Wikipedia is implementing an artificial intelligence (AI) effort to help it rein in online vandals who make malicious edits that must be vetted and deleted, and to scale its limited editing resources without discouraging the participation of new contributors and editors.
The online, community-sourced and edited encyclopedia's data researchers and specialists have assembled a package of machine learning tools to create the Web service called ORES --an acronym that stands for Objective Revision Evaluation Service.
The goal is to equip machines to do what they do well and allow human editors to do what human editors do well, thus increasing the number of revisions that can be vetted and articles that can be updated.
Aaron Halfaker, senior research scientist at the Wikipedia Foundation told InformationWeek in an email that he estimates Wikipedia's volunteer communities put about 12 million labor hours per year into the effort of updating the online encyclopedia.
"Wikipedia operates at a massive scale," Halfaker said. "We get about 500,000 edits per day. The communities that work on these wikis put a massive amount of time and attention into both building and curating the encyclopedia's content…Automation like the type these AIs provide are immensely valuable for efficiently applying the time and attention to the problem of writing a high quality encyclopedia."
The Wikimedia Foundation announced the ORES machine learning plans in a blog post this week.
And while the project is just launching now on Wikipedia, its roots are in 2007. Up until then the online encyclopedia had increased the ranks of its volunteer community editors at a rapid clip. Founded in 2001, Wikipedia grew from hundreds of editors to thousands of editors in 2004 and peaked in 2007 at 56,400 active editors. But then those numbers began to decline.

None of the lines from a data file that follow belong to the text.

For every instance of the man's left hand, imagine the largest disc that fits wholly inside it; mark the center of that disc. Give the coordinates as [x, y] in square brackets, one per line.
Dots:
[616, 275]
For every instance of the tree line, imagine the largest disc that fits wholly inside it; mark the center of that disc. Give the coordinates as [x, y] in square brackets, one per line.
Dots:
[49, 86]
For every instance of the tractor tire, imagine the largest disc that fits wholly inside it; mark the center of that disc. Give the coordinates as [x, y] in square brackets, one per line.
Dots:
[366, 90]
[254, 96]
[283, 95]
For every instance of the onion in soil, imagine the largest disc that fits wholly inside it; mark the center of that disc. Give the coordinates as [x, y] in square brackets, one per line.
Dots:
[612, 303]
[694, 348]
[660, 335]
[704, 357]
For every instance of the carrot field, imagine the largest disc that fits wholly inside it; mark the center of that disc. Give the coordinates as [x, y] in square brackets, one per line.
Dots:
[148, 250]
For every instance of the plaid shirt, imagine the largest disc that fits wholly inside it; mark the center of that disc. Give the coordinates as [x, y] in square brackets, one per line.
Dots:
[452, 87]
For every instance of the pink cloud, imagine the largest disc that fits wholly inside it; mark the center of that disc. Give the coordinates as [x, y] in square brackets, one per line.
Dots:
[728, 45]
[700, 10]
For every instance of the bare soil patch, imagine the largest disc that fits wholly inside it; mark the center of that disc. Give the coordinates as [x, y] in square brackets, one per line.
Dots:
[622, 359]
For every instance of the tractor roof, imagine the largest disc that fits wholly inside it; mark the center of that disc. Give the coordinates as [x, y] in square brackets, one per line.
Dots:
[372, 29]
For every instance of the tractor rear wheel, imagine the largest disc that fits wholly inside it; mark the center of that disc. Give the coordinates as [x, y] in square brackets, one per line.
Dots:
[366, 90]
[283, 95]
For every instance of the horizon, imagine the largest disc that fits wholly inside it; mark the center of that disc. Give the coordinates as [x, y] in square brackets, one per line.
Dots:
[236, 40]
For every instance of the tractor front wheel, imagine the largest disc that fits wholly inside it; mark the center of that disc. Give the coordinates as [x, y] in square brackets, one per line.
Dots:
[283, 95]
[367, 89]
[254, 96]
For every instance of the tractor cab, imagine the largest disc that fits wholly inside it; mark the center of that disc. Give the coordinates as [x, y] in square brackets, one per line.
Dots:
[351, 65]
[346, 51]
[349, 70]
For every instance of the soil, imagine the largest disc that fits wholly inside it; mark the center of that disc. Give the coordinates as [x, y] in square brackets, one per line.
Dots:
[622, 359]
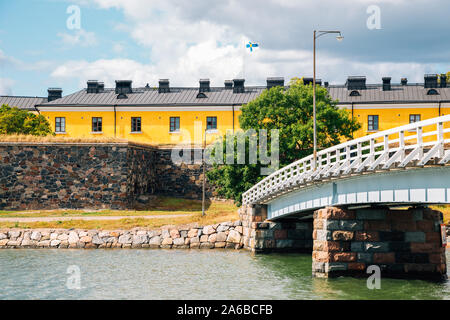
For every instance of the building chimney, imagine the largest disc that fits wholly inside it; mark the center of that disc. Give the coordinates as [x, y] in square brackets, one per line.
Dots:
[164, 86]
[54, 93]
[430, 81]
[238, 86]
[228, 84]
[204, 85]
[443, 80]
[386, 83]
[356, 83]
[275, 82]
[92, 86]
[123, 86]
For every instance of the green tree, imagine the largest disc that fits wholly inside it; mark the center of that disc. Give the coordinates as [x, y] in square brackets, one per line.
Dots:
[291, 112]
[17, 121]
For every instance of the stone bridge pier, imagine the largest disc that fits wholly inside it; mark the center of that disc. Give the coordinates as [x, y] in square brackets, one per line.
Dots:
[343, 242]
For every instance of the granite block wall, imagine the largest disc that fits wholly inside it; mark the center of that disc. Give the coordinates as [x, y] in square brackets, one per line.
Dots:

That's because Wikipedia implemented bots to fix the vandalism problem. Vandals, for instance, would edit Wikipedia entries with edits intended to inflict harm. And while new bots were good at fixing vandalism quickly, they also had an unintended side effect. Newer editors were more likely than their predecessors to have their first contributions rejected.
Halfaker discovered the problem through a research project that he began as a student and that ultimately led to the publication of a 2009 paper titled "The Rise and Decline of an Open Collaboration System: How Wikipedia’s reaction to popularity is causing its decline."
"Several changes the Wikipedia community made to manage quality and consistency in the face of a massive growth in participation have ironically crippled the very growth they were designed to manage," Halfaker and his co-authors wrote in their 2009 research paper. "Specifically, the restrictiveness of the encyclopedia’s primary quality control mechanism and the algorithmic tools used to reject contributions are implicated as key causes of decreased newcomer retention."
Enter machine learning. The ORES service runs a "precatcher" to score edits as they happen and caches the results to speed up how fast the service can respond to requests, Halfaker told InformationWeek. The service will score any edit in Wikipedia, recent or historic.
It currently supports 14 languages, and the organization is "aggressively adding support for new languages as fast as we can recruit translators," Halfaker said.
The service is intended to offer additional benefits, too. While editors do a lot of curation work such as categorization, linking, and quality assessments, Halfaker said that's the kind of work that machines do very well -- work that involves sorting, shuffling, and organizing.
[Find out more about what's new with artificial intelligence. Read Artificial Intelligence: 10 Things To Know.]
"With the AIs that ORES supports, we can help editors direct their attention to articles that need specific types of work, edits that need review and newcomers that need support," he said. "Honestly, I think this is just the tip of the iceberg and that by opening up these services, we're letting editors think creatively about what they would like to do with the signals they provide."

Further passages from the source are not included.